Zihinsel bir faaliyet olması nedeniyle doğal olarak sadece ayrıcalıklılar cemaatine ait olan bir kitabı eline alıp okuyarak, bu basit jest ile bu kadim hiyerarşi masalını geçersiz kılan bir ihtilal yapmaktadır.

Hem de ayağındaki rahat terlikler ve üzerine yakıştırılan bir “kekoluk” ifadesine rağmen!

Bu ne haddini bilmezliktir böyle!

Bu durumda…

Ayrıcalıklı genç kızın içselleştirdiği hiyerarşik düzeni koruyan tüm “kolluk” ve “bekçilik” işlevleri hemen icraata geçer.

Sadece bedeni ile çalışması gereken yoksul bir işçi gençten, ayrıcalıklıların zihinsel faaliyetini ifade eden kitabı ayırarak, her şeyi düzen içinde yeniden ait olduğu yere geri yerleştirerek, kendince sosyal hiyerarşiyi ve kamu düzenini korur.

Bu nedenle…

Ayrıcalıklı olduğunu sanan genç kızın, ayağında terlik ile entel olmaya çalışan bir yoksul gencin “kız tavlama” çabası olarak tarif ettiği ironisinin altında, aslında kamu düzenini koruyan o bildik-tanıdık genel bir “bekçilik” tavrının refleksi vardır.

Yani…

Herkes kendini bilmeli, ait olduğu yerde kalmalı; sosyal hiyerarşi ve kamu güvenliği bozulmamalıdır. Böylece kadim hiyerarşiler masalının doğallığı kurmacası devam etmelidir.

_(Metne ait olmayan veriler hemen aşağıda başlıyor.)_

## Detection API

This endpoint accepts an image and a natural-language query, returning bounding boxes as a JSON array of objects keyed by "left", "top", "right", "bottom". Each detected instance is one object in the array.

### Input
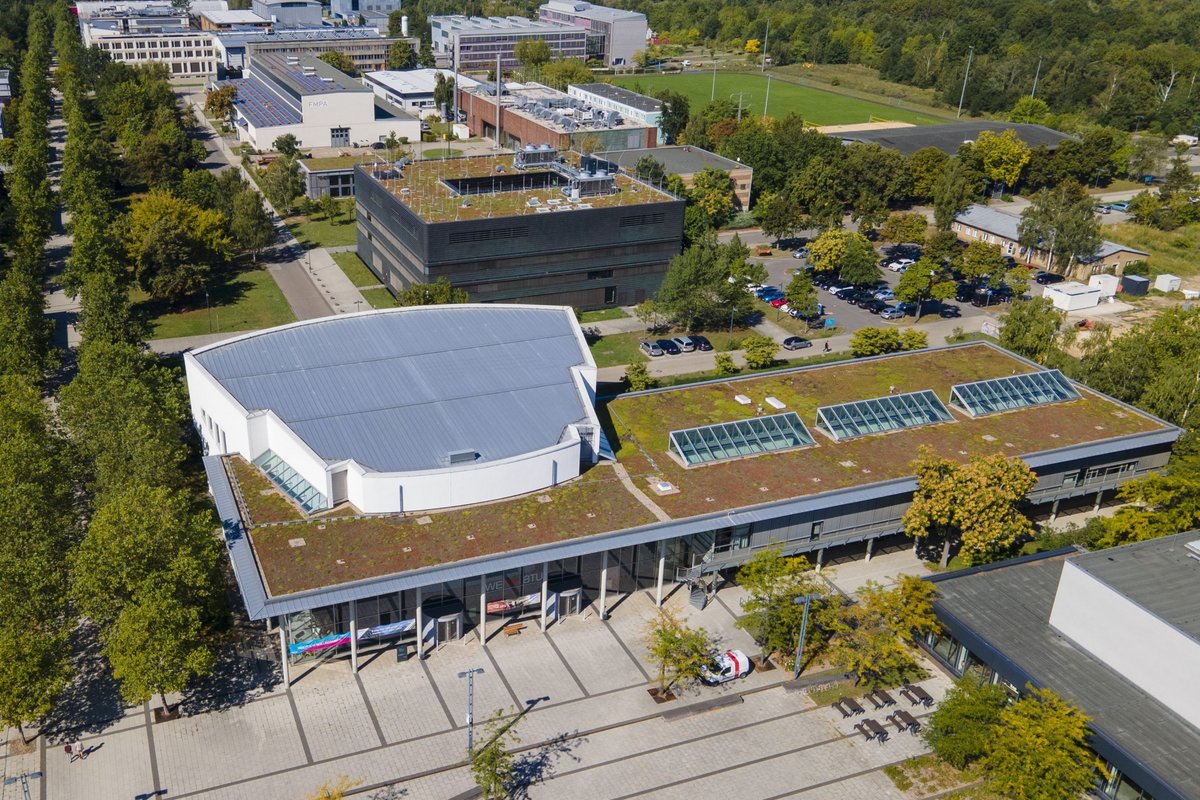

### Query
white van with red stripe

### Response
[{"left": 700, "top": 650, "right": 750, "bottom": 686}]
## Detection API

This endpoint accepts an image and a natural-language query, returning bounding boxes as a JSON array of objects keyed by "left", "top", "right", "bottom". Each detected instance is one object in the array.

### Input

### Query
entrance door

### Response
[{"left": 558, "top": 589, "right": 583, "bottom": 616}]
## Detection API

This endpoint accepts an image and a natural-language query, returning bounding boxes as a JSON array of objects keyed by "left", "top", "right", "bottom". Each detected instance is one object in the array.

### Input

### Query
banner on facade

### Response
[{"left": 486, "top": 591, "right": 541, "bottom": 614}]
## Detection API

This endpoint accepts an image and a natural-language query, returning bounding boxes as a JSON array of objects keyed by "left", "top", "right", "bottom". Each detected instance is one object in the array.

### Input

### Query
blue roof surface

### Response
[{"left": 192, "top": 305, "right": 590, "bottom": 471}]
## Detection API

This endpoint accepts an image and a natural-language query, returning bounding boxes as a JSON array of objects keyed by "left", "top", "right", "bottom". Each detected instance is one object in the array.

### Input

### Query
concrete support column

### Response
[
  {"left": 350, "top": 600, "right": 359, "bottom": 672},
  {"left": 654, "top": 541, "right": 667, "bottom": 608},
  {"left": 479, "top": 585, "right": 487, "bottom": 648},
  {"left": 416, "top": 587, "right": 425, "bottom": 661},
  {"left": 541, "top": 561, "right": 550, "bottom": 633},
  {"left": 600, "top": 551, "right": 608, "bottom": 620},
  {"left": 280, "top": 616, "right": 292, "bottom": 686}
]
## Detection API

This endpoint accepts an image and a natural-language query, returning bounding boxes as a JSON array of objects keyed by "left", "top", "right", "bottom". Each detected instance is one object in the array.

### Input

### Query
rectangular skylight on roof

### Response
[
  {"left": 950, "top": 369, "right": 1079, "bottom": 416},
  {"left": 817, "top": 389, "right": 954, "bottom": 441},
  {"left": 671, "top": 411, "right": 812, "bottom": 467}
]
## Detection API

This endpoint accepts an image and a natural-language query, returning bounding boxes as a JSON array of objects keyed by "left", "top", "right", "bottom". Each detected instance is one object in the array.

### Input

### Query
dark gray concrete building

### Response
[{"left": 354, "top": 146, "right": 684, "bottom": 309}]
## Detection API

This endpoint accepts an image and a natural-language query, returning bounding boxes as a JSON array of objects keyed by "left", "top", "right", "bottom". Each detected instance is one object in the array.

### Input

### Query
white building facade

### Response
[{"left": 185, "top": 305, "right": 600, "bottom": 513}]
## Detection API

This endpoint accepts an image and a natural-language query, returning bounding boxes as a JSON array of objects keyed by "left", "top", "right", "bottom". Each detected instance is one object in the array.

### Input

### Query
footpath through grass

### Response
[
  {"left": 132, "top": 270, "right": 295, "bottom": 339},
  {"left": 613, "top": 72, "right": 946, "bottom": 125}
]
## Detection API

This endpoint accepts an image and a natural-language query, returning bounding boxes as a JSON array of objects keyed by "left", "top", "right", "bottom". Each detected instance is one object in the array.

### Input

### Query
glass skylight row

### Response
[
  {"left": 254, "top": 450, "right": 328, "bottom": 513},
  {"left": 671, "top": 411, "right": 812, "bottom": 467},
  {"left": 817, "top": 389, "right": 953, "bottom": 441},
  {"left": 950, "top": 369, "right": 1079, "bottom": 416}
]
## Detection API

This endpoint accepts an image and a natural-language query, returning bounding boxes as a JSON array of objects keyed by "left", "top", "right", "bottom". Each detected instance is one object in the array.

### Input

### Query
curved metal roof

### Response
[{"left": 192, "top": 305, "right": 593, "bottom": 473}]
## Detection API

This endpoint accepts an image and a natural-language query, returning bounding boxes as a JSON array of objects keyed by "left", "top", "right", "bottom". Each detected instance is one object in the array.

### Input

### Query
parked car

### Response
[
  {"left": 700, "top": 650, "right": 750, "bottom": 686},
  {"left": 637, "top": 339, "right": 662, "bottom": 359},
  {"left": 784, "top": 336, "right": 812, "bottom": 350},
  {"left": 671, "top": 336, "right": 696, "bottom": 353}
]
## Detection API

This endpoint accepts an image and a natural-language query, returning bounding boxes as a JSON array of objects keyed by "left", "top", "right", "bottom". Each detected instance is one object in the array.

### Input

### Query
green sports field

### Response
[{"left": 613, "top": 73, "right": 946, "bottom": 125}]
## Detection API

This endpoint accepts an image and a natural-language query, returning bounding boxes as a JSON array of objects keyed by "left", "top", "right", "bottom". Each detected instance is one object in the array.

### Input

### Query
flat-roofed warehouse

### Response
[
  {"left": 354, "top": 145, "right": 684, "bottom": 309},
  {"left": 196, "top": 328, "right": 1180, "bottom": 681}
]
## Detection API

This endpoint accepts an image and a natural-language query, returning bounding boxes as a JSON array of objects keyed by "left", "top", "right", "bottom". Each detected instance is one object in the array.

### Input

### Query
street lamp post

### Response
[
  {"left": 792, "top": 594, "right": 821, "bottom": 680},
  {"left": 458, "top": 667, "right": 484, "bottom": 758}
]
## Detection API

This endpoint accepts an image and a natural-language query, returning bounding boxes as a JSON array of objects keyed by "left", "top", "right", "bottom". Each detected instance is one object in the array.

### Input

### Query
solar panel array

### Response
[
  {"left": 950, "top": 369, "right": 1079, "bottom": 416},
  {"left": 671, "top": 411, "right": 812, "bottom": 467},
  {"left": 229, "top": 78, "right": 302, "bottom": 128},
  {"left": 817, "top": 389, "right": 954, "bottom": 441}
]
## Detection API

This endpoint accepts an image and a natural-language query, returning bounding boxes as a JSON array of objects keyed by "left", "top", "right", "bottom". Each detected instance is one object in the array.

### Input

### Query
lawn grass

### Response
[
  {"left": 1103, "top": 222, "right": 1200, "bottom": 279},
  {"left": 580, "top": 307, "right": 629, "bottom": 325},
  {"left": 330, "top": 252, "right": 383, "bottom": 289},
  {"left": 590, "top": 331, "right": 654, "bottom": 367},
  {"left": 131, "top": 270, "right": 295, "bottom": 339},
  {"left": 613, "top": 73, "right": 944, "bottom": 125},
  {"left": 287, "top": 213, "right": 358, "bottom": 249}
]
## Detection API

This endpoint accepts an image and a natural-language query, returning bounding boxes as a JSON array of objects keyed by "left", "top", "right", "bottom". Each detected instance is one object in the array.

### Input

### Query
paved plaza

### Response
[{"left": 0, "top": 588, "right": 948, "bottom": 800}]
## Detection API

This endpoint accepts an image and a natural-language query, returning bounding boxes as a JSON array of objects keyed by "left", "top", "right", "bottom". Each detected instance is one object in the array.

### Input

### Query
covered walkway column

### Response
[
  {"left": 654, "top": 540, "right": 667, "bottom": 608},
  {"left": 350, "top": 600, "right": 359, "bottom": 672},
  {"left": 600, "top": 551, "right": 608, "bottom": 620}
]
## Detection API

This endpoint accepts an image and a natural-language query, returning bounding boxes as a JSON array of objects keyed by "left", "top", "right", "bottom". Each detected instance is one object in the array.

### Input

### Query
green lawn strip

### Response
[
  {"left": 590, "top": 331, "right": 655, "bottom": 367},
  {"left": 131, "top": 270, "right": 295, "bottom": 339},
  {"left": 228, "top": 457, "right": 304, "bottom": 525},
  {"left": 287, "top": 212, "right": 358, "bottom": 248},
  {"left": 1100, "top": 222, "right": 1200, "bottom": 278},
  {"left": 580, "top": 306, "right": 628, "bottom": 325},
  {"left": 613, "top": 73, "right": 944, "bottom": 125},
  {"left": 330, "top": 252, "right": 383, "bottom": 289},
  {"left": 359, "top": 285, "right": 400, "bottom": 308},
  {"left": 251, "top": 464, "right": 654, "bottom": 596}
]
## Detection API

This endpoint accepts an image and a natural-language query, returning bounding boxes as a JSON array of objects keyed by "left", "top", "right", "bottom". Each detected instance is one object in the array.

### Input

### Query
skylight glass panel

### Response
[
  {"left": 950, "top": 369, "right": 1079, "bottom": 416},
  {"left": 671, "top": 411, "right": 812, "bottom": 467},
  {"left": 817, "top": 389, "right": 954, "bottom": 441}
]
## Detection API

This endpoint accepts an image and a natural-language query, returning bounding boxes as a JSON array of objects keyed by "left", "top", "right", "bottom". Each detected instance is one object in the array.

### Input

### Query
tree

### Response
[
  {"left": 737, "top": 546, "right": 840, "bottom": 667},
  {"left": 386, "top": 38, "right": 418, "bottom": 71},
  {"left": 271, "top": 133, "right": 300, "bottom": 158},
  {"left": 932, "top": 158, "right": 976, "bottom": 230},
  {"left": 880, "top": 211, "right": 929, "bottom": 242},
  {"left": 974, "top": 128, "right": 1030, "bottom": 195},
  {"left": 101, "top": 581, "right": 216, "bottom": 711},
  {"left": 204, "top": 84, "right": 238, "bottom": 120},
  {"left": 787, "top": 270, "right": 818, "bottom": 318},
  {"left": 396, "top": 280, "right": 470, "bottom": 306},
  {"left": 1000, "top": 297, "right": 1067, "bottom": 363},
  {"left": 229, "top": 188, "right": 275, "bottom": 261},
  {"left": 983, "top": 686, "right": 1098, "bottom": 800},
  {"left": 646, "top": 608, "right": 716, "bottom": 692},
  {"left": 470, "top": 710, "right": 521, "bottom": 800},
  {"left": 512, "top": 38, "right": 552, "bottom": 67},
  {"left": 634, "top": 156, "right": 667, "bottom": 186},
  {"left": 902, "top": 447, "right": 1038, "bottom": 566},
  {"left": 1016, "top": 181, "right": 1102, "bottom": 273},
  {"left": 658, "top": 89, "right": 691, "bottom": 144},
  {"left": 920, "top": 674, "right": 1008, "bottom": 770},
  {"left": 625, "top": 361, "right": 659, "bottom": 392},
  {"left": 829, "top": 575, "right": 941, "bottom": 688},
  {"left": 742, "top": 335, "right": 779, "bottom": 369},
  {"left": 317, "top": 50, "right": 359, "bottom": 78},
  {"left": 850, "top": 327, "right": 900, "bottom": 359},
  {"left": 262, "top": 157, "right": 304, "bottom": 215}
]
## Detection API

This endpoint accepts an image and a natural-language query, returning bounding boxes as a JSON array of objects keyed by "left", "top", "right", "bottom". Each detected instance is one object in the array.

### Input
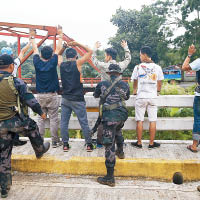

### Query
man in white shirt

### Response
[
  {"left": 182, "top": 45, "right": 200, "bottom": 153},
  {"left": 131, "top": 46, "right": 164, "bottom": 149},
  {"left": 182, "top": 45, "right": 200, "bottom": 192}
]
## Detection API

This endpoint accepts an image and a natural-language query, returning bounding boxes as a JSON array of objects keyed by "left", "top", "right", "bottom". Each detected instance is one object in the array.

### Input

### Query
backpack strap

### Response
[{"left": 4, "top": 75, "right": 21, "bottom": 114}]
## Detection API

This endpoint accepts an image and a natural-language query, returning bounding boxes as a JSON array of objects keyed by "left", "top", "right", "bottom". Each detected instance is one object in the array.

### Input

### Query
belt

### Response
[
  {"left": 103, "top": 101, "right": 126, "bottom": 111},
  {"left": 38, "top": 92, "right": 57, "bottom": 94}
]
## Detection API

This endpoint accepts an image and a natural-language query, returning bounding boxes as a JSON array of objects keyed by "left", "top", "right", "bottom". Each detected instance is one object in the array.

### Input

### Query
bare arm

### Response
[
  {"left": 29, "top": 29, "right": 39, "bottom": 54},
  {"left": 157, "top": 80, "right": 162, "bottom": 92},
  {"left": 18, "top": 41, "right": 31, "bottom": 61},
  {"left": 133, "top": 79, "right": 138, "bottom": 95},
  {"left": 68, "top": 41, "right": 93, "bottom": 72},
  {"left": 92, "top": 41, "right": 108, "bottom": 69},
  {"left": 58, "top": 42, "right": 68, "bottom": 55},
  {"left": 55, "top": 26, "right": 63, "bottom": 54},
  {"left": 181, "top": 45, "right": 196, "bottom": 71},
  {"left": 58, "top": 54, "right": 63, "bottom": 67},
  {"left": 119, "top": 40, "right": 131, "bottom": 71}
]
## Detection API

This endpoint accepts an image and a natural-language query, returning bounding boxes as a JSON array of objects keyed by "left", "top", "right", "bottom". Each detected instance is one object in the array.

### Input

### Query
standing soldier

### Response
[
  {"left": 0, "top": 54, "right": 50, "bottom": 198},
  {"left": 59, "top": 41, "right": 94, "bottom": 152},
  {"left": 1, "top": 41, "right": 30, "bottom": 146},
  {"left": 92, "top": 40, "right": 131, "bottom": 147},
  {"left": 94, "top": 64, "right": 130, "bottom": 187}
]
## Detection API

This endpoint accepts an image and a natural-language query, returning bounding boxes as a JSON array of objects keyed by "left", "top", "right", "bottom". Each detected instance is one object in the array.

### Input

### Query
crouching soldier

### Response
[
  {"left": 0, "top": 54, "right": 50, "bottom": 198},
  {"left": 93, "top": 64, "right": 130, "bottom": 186}
]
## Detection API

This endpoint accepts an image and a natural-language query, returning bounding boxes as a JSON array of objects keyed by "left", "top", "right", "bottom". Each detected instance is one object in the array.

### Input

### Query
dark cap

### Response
[
  {"left": 0, "top": 54, "right": 14, "bottom": 68},
  {"left": 107, "top": 64, "right": 122, "bottom": 74}
]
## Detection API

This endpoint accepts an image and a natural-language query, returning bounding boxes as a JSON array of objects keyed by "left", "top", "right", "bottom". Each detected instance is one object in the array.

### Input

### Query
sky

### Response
[{"left": 0, "top": 0, "right": 155, "bottom": 47}]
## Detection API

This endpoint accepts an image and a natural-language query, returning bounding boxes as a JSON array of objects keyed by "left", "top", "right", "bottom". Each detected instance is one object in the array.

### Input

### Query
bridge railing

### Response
[{"left": 34, "top": 93, "right": 194, "bottom": 130}]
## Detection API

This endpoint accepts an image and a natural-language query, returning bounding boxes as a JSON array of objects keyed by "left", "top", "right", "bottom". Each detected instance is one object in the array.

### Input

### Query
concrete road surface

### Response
[{"left": 6, "top": 172, "right": 200, "bottom": 200}]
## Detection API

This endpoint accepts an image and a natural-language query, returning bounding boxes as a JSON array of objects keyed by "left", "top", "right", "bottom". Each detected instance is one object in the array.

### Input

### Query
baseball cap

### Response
[
  {"left": 107, "top": 64, "right": 122, "bottom": 74},
  {"left": 0, "top": 54, "right": 14, "bottom": 68}
]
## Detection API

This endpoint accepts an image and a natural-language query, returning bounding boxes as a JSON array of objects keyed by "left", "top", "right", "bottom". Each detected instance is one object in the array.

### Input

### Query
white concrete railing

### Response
[{"left": 34, "top": 93, "right": 194, "bottom": 130}]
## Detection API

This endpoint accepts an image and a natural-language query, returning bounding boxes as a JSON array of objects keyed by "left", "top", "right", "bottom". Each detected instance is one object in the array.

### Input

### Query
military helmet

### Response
[{"left": 1, "top": 47, "right": 13, "bottom": 56}]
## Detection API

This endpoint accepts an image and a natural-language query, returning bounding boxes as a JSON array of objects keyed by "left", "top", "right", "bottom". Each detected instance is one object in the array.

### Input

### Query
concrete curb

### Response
[{"left": 12, "top": 155, "right": 200, "bottom": 181}]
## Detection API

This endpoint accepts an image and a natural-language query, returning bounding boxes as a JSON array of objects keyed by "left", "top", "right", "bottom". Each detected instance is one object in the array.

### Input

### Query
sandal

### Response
[{"left": 187, "top": 145, "right": 197, "bottom": 153}]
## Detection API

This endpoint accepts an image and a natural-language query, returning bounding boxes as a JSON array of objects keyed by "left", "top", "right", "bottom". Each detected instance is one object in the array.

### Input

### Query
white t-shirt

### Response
[
  {"left": 131, "top": 63, "right": 164, "bottom": 99},
  {"left": 12, "top": 58, "right": 21, "bottom": 77},
  {"left": 189, "top": 58, "right": 200, "bottom": 96}
]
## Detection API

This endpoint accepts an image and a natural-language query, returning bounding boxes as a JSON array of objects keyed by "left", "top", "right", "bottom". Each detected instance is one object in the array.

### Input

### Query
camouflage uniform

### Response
[
  {"left": 94, "top": 75, "right": 130, "bottom": 168},
  {"left": 0, "top": 71, "right": 44, "bottom": 189}
]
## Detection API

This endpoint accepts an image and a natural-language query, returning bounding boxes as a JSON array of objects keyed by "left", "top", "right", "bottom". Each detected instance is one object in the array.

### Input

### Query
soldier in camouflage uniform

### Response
[
  {"left": 0, "top": 54, "right": 50, "bottom": 198},
  {"left": 93, "top": 64, "right": 130, "bottom": 186}
]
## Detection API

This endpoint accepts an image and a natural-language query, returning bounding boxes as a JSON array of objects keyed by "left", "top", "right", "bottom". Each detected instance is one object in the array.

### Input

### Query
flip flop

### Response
[{"left": 187, "top": 145, "right": 197, "bottom": 153}]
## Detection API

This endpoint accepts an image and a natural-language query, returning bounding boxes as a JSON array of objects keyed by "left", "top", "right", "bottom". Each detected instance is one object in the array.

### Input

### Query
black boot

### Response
[
  {"left": 1, "top": 189, "right": 8, "bottom": 198},
  {"left": 97, "top": 167, "right": 115, "bottom": 187},
  {"left": 35, "top": 142, "right": 50, "bottom": 159},
  {"left": 7, "top": 173, "right": 12, "bottom": 191},
  {"left": 13, "top": 140, "right": 27, "bottom": 146},
  {"left": 115, "top": 143, "right": 125, "bottom": 159}
]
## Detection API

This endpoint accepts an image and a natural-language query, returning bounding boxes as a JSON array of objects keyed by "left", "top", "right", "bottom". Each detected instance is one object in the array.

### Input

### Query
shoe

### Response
[
  {"left": 51, "top": 141, "right": 57, "bottom": 148},
  {"left": 1, "top": 189, "right": 8, "bottom": 198},
  {"left": 13, "top": 140, "right": 27, "bottom": 147},
  {"left": 86, "top": 144, "right": 94, "bottom": 152},
  {"left": 97, "top": 144, "right": 103, "bottom": 149},
  {"left": 36, "top": 142, "right": 50, "bottom": 159},
  {"left": 97, "top": 176, "right": 115, "bottom": 187},
  {"left": 63, "top": 142, "right": 70, "bottom": 152},
  {"left": 148, "top": 142, "right": 160, "bottom": 149},
  {"left": 187, "top": 145, "right": 198, "bottom": 153},
  {"left": 115, "top": 150, "right": 125, "bottom": 159},
  {"left": 131, "top": 141, "right": 142, "bottom": 149}
]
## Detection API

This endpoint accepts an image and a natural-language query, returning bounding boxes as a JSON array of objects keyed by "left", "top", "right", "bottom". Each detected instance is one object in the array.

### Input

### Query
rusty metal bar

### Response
[
  {"left": 0, "top": 22, "right": 57, "bottom": 35},
  {"left": 17, "top": 37, "right": 22, "bottom": 78}
]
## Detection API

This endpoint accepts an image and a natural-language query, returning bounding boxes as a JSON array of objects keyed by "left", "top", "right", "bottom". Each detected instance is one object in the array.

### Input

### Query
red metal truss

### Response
[{"left": 0, "top": 22, "right": 99, "bottom": 78}]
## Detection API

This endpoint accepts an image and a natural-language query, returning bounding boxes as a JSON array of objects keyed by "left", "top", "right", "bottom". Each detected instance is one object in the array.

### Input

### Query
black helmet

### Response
[{"left": 107, "top": 64, "right": 122, "bottom": 74}]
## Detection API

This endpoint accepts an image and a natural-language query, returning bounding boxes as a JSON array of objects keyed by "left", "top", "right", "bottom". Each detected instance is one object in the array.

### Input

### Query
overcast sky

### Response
[{"left": 0, "top": 0, "right": 154, "bottom": 47}]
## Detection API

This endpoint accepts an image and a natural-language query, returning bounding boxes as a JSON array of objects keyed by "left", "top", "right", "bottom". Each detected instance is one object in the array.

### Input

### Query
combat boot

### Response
[
  {"left": 35, "top": 142, "right": 50, "bottom": 159},
  {"left": 1, "top": 189, "right": 8, "bottom": 198},
  {"left": 115, "top": 149, "right": 125, "bottom": 159},
  {"left": 13, "top": 140, "right": 27, "bottom": 147},
  {"left": 97, "top": 167, "right": 115, "bottom": 187}
]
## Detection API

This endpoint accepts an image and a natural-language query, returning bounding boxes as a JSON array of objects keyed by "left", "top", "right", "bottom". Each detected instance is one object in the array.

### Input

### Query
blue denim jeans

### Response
[
  {"left": 60, "top": 98, "right": 92, "bottom": 144},
  {"left": 192, "top": 96, "right": 200, "bottom": 140}
]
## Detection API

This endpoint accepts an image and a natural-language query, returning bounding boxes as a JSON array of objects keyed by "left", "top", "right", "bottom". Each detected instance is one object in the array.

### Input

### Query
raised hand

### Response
[
  {"left": 95, "top": 41, "right": 101, "bottom": 49},
  {"left": 121, "top": 40, "right": 127, "bottom": 48},
  {"left": 188, "top": 44, "right": 196, "bottom": 55}
]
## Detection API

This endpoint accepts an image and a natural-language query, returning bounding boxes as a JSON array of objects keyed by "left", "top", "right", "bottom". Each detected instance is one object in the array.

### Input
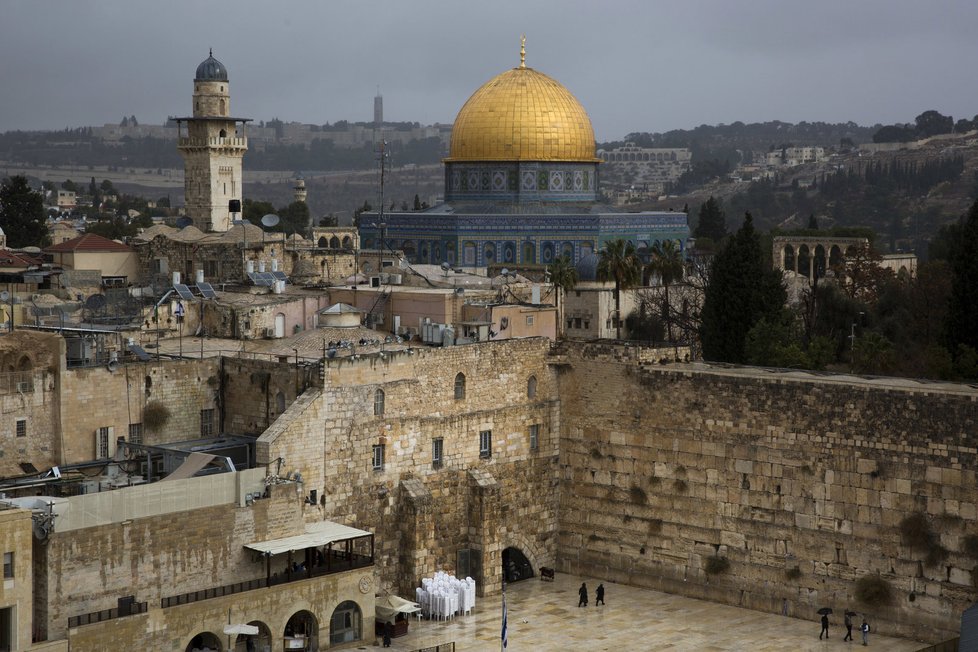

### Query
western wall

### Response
[{"left": 557, "top": 344, "right": 978, "bottom": 640}]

İşte asıl sinsi olan, bu masalda kendini ayrıcalıklı sanan bireylerin kendilerinin tek tek içselleştirmiş oldukları bu genel “bekçilik” rolüdür.

Çünkü…

Bu “bekçilik” rolü, bu hiyerarşideki yerini terk eden yoksullara haddini bildirmekten ziyade, asıl bu kadim masaldaki ayrıcalıklı konumlara sahip olduğuna inanan bireylerin bizzat kendi illüzyonlarının tutsağı olmaktan kurtulmalarını, kendi yanılsamalarından duyusal-zihinsel olarak özgürleşmelerini engeller.

Bu da demektir ki…

Metroda ayağında terlikle kitap okuyan bir “keko” karşısında ayrıcalıklı bir yere sahip olduğuna kendini şartlandırmış olan bir genç kız; aslında, bu kadim masal ile baskılanmış ve koşullandırılmış olan (bu işçi genç ile eşit ve ortak olarak paylaştığı) kendi insanlığının farkında değildir.

Bu farkındalık için, sosyal hiyerarşi masalının tüm algılama, tasarımlama ve düşünme biçimlerinden özgürleşmeyi sağlayacak bir öznel ihtilale ihtiyaç vardır.

Bunun anlamı da odur ki…

Kendilerini ayrıcalıklı sanarak yaşayan genç kızların bir öznel ihtilal yaparak bu illizyondan özgürleşmeleri ve kendi duyusal-zihinsel ortak insanlıklarını keşfedebilmeleri için, ayaklarında terlik, ellerinde kitapla kız tavlayan yoksul gençlerin yarattıkları beklenmedik entel şoklarla karşılaşmaları gerekir.

O halde, kendilerini ayrıcalıklı sanan tüm dünyanın nüktedan genç kızları şöyle haykırmalıdır:

Kitap okuyarak bir insanlık devrimini tetikleyen tüm ülkelerin yoksul gençlerine bin selam olsun!